El primer impulso de Brunetti fue el de asentir, pero, al pensar en la aparente ambigüedad de Maurizio, que se enfurecía cuando una mujer rehusaba su invitación y luego casi se echaba a llorar al verle la mano rota, sintió curiosidad por descubrir qué otras contradicciones podían anidar en la familia Lorenzoni.
– No; todo lo que podamos descubrir. En cualquier aspecto.
– Está bien, dottore -dijo ella, haciendo girar la silla para situar las manos encima del teclado-. Empezaré por la Interpol y luego veré qué hay en Il Gazzettino.
Brunetti movió la cabeza hacia el ordenador.
– ¿De verdad puede encontrarlo ahí antes que por teléfono?
Ella lo miró con paciencia infinita, como lo miraba la maestra del instituto después de cada experimento de química fallido.
– Hoy en día, los únicos que me llaman por teléfono son los que dicen guarradas.
– ¿Y todos los demás usan eso? -dijo Brunetti, señalando la cajita que ella tenía encima de la mesa.

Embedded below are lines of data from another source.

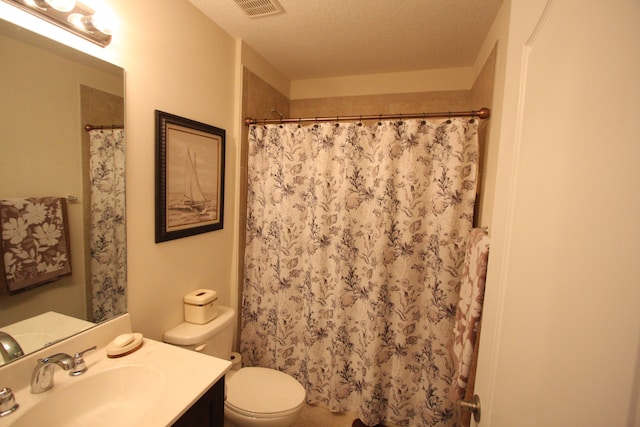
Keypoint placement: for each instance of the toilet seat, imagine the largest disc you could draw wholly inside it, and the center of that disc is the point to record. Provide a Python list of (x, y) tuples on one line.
[(263, 393)]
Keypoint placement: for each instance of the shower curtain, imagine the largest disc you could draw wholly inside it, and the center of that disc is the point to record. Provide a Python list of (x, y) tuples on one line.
[(108, 233), (355, 242)]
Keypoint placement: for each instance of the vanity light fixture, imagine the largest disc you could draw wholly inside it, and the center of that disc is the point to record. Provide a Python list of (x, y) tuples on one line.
[(71, 15)]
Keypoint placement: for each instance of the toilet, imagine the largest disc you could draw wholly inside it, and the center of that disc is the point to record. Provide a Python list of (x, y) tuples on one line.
[(255, 397)]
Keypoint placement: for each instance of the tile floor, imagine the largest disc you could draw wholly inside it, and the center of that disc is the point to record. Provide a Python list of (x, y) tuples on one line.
[(316, 416)]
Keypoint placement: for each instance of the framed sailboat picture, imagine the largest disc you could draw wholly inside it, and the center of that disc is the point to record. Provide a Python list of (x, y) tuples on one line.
[(189, 177)]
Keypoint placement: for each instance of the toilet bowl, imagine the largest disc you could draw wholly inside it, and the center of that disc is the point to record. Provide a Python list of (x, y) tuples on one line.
[(262, 397), (255, 397)]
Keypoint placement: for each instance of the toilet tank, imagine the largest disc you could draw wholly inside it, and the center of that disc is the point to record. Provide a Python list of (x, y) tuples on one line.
[(214, 338)]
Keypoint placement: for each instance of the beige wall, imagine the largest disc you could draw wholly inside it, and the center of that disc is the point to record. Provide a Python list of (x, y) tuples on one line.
[(177, 61)]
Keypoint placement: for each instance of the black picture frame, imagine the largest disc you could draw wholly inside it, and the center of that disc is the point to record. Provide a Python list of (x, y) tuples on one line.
[(189, 177)]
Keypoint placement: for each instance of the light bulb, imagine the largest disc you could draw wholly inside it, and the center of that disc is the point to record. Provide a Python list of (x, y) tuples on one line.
[(62, 5), (99, 21)]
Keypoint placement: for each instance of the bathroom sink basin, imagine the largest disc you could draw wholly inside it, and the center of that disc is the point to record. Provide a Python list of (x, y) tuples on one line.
[(120, 396)]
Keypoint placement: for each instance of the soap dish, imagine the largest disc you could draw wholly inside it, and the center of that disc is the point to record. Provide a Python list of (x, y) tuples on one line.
[(124, 344)]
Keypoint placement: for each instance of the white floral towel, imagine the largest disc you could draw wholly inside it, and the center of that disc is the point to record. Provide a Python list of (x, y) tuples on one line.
[(35, 244), (469, 310)]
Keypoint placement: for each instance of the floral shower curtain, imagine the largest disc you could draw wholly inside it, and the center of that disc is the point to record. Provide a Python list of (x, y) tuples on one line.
[(108, 233), (354, 250)]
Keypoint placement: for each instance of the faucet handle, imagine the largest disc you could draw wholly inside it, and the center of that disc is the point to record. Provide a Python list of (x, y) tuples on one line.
[(7, 402), (79, 366)]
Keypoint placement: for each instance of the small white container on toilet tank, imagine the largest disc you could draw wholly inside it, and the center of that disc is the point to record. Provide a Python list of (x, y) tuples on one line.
[(200, 306)]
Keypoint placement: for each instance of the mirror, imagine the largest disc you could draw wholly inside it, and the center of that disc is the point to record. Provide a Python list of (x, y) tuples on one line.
[(49, 92)]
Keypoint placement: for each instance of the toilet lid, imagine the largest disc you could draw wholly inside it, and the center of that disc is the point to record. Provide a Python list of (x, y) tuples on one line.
[(263, 391)]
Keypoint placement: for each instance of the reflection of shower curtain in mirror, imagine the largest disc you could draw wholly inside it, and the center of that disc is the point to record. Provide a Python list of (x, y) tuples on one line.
[(355, 244), (108, 233)]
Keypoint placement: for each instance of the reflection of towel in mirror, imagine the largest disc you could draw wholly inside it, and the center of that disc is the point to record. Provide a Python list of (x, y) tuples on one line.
[(469, 310), (35, 242)]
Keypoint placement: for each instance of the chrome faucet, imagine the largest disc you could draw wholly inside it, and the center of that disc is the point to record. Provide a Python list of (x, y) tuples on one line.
[(9, 347), (42, 377)]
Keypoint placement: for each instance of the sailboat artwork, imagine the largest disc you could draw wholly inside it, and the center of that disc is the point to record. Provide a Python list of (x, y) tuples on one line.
[(191, 199), (194, 198), (190, 179)]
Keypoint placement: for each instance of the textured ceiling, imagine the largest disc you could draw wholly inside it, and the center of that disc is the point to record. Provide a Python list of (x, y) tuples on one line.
[(330, 38)]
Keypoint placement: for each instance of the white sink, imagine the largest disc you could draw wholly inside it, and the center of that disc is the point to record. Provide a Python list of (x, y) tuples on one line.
[(152, 386), (120, 396)]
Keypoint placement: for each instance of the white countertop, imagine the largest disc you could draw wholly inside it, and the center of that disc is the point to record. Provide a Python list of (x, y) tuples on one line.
[(186, 376)]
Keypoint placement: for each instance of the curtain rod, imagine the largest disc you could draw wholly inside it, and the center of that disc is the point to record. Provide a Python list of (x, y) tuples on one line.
[(98, 127), (483, 113)]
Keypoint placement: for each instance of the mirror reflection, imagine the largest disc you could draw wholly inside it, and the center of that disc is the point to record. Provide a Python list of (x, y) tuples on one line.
[(49, 291)]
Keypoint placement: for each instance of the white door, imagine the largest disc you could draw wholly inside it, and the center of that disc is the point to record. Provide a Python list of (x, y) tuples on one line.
[(561, 329)]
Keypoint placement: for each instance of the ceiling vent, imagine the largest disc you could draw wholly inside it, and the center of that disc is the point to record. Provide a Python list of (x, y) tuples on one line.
[(258, 8)]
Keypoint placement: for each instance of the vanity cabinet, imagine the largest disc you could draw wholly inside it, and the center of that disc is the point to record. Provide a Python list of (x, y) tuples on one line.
[(208, 411)]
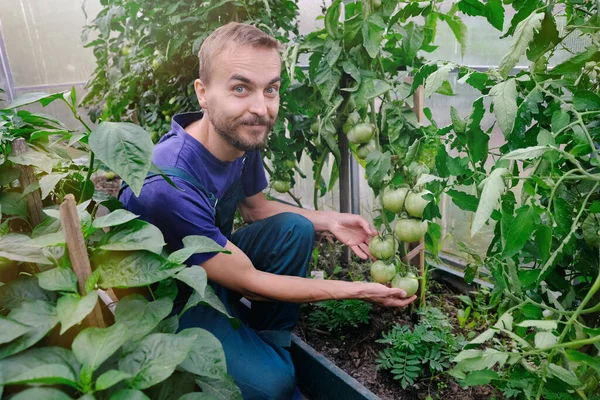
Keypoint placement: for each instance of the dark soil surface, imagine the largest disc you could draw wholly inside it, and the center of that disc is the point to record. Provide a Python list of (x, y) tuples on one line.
[(355, 350)]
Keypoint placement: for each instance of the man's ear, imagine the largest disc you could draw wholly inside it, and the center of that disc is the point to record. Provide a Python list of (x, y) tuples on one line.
[(200, 89)]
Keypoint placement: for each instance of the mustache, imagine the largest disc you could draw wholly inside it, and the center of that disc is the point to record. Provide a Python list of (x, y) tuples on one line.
[(256, 121)]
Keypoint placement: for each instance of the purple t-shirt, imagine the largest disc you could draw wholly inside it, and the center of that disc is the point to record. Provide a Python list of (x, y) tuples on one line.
[(182, 213)]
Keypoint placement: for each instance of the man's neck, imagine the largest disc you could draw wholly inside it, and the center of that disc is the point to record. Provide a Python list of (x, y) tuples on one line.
[(203, 131)]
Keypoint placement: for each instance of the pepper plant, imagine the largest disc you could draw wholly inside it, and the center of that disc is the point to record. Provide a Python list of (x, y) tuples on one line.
[(141, 355)]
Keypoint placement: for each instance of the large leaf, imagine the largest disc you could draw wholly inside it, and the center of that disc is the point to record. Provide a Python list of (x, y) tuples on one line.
[(10, 330), (116, 217), (521, 230), (132, 269), (72, 309), (493, 187), (94, 345), (155, 357), (58, 279), (135, 235), (126, 149), (40, 316), (141, 316), (17, 247), (194, 276), (19, 291), (522, 37), (436, 80), (372, 30), (41, 393), (42, 365), (585, 100), (504, 96), (222, 388), (206, 357)]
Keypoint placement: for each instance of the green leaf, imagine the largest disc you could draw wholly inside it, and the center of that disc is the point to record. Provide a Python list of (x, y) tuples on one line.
[(494, 12), (17, 247), (195, 244), (521, 230), (563, 374), (41, 393), (544, 339), (126, 149), (464, 201), (93, 346), (29, 98), (141, 316), (34, 158), (110, 378), (222, 388), (504, 96), (372, 30), (378, 166), (132, 269), (58, 279), (10, 330), (209, 298), (435, 81), (135, 235), (206, 357), (154, 358), (332, 19), (40, 316), (116, 217), (493, 187), (72, 309), (522, 37), (195, 277), (22, 290), (50, 365), (585, 100), (479, 378), (129, 394), (460, 31)]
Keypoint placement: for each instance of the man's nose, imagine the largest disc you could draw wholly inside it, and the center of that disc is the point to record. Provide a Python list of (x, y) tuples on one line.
[(259, 105)]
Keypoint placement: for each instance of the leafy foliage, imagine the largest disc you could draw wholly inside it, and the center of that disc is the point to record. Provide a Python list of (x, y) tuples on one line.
[(334, 315), (426, 348)]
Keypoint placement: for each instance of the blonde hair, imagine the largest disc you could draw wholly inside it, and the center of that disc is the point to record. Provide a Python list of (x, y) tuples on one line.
[(232, 33)]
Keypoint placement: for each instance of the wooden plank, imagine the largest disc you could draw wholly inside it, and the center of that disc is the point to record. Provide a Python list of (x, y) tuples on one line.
[(78, 254), (26, 178)]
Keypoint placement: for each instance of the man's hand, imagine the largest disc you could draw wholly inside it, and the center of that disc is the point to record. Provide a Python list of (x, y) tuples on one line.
[(354, 231), (385, 296)]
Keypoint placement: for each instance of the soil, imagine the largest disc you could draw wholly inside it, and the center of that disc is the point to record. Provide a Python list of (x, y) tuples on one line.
[(355, 350)]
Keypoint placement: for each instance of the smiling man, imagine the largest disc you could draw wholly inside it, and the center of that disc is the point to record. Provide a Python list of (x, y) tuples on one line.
[(214, 156)]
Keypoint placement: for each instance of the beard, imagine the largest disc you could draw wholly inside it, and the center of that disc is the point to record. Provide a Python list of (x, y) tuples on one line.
[(258, 128)]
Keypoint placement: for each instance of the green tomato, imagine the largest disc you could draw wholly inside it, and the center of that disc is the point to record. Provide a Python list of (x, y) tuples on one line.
[(408, 283), (383, 247), (351, 121), (393, 200), (410, 230), (365, 149), (361, 133), (415, 203), (281, 186), (289, 163), (382, 272)]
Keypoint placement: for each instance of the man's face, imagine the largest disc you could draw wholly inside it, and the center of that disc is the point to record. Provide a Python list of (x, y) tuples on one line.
[(242, 98)]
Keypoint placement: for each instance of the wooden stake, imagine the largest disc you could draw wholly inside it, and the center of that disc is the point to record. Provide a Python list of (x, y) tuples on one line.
[(26, 178), (78, 253)]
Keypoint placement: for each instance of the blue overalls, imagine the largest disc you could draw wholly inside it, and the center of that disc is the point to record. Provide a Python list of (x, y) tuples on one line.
[(256, 355)]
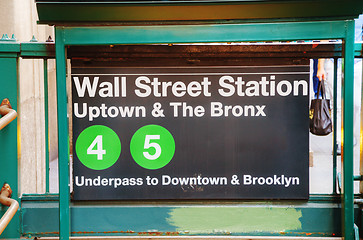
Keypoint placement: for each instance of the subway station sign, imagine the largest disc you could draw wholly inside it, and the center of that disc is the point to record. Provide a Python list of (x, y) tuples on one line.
[(190, 133)]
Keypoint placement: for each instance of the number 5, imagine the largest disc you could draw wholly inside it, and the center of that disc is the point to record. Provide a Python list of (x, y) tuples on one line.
[(148, 145)]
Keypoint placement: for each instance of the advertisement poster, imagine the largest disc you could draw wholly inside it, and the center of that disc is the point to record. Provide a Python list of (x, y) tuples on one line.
[(222, 132)]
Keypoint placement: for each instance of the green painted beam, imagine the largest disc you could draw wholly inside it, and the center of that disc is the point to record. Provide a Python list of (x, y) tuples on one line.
[(319, 217), (9, 140), (91, 12), (63, 144), (203, 33), (347, 141)]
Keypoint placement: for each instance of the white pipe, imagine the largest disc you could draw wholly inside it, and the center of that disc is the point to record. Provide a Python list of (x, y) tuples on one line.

– Se llama módem, comisario.
– Ah, sí, ya recuerdo. Bien, vea qué puede decirle acerca de los Lorenzoni.
Antes de que la signorina Elettra, otra vez estupefacta por su ignorancia, pudiera empezar a explicarle qué era exactamente un módem y cómo funcionaba, Brunetti dio media vuelta y salió del despacho. Ninguno de los dos consideró su precipitada marcha como una oportunidad perdida para el avance de la informática.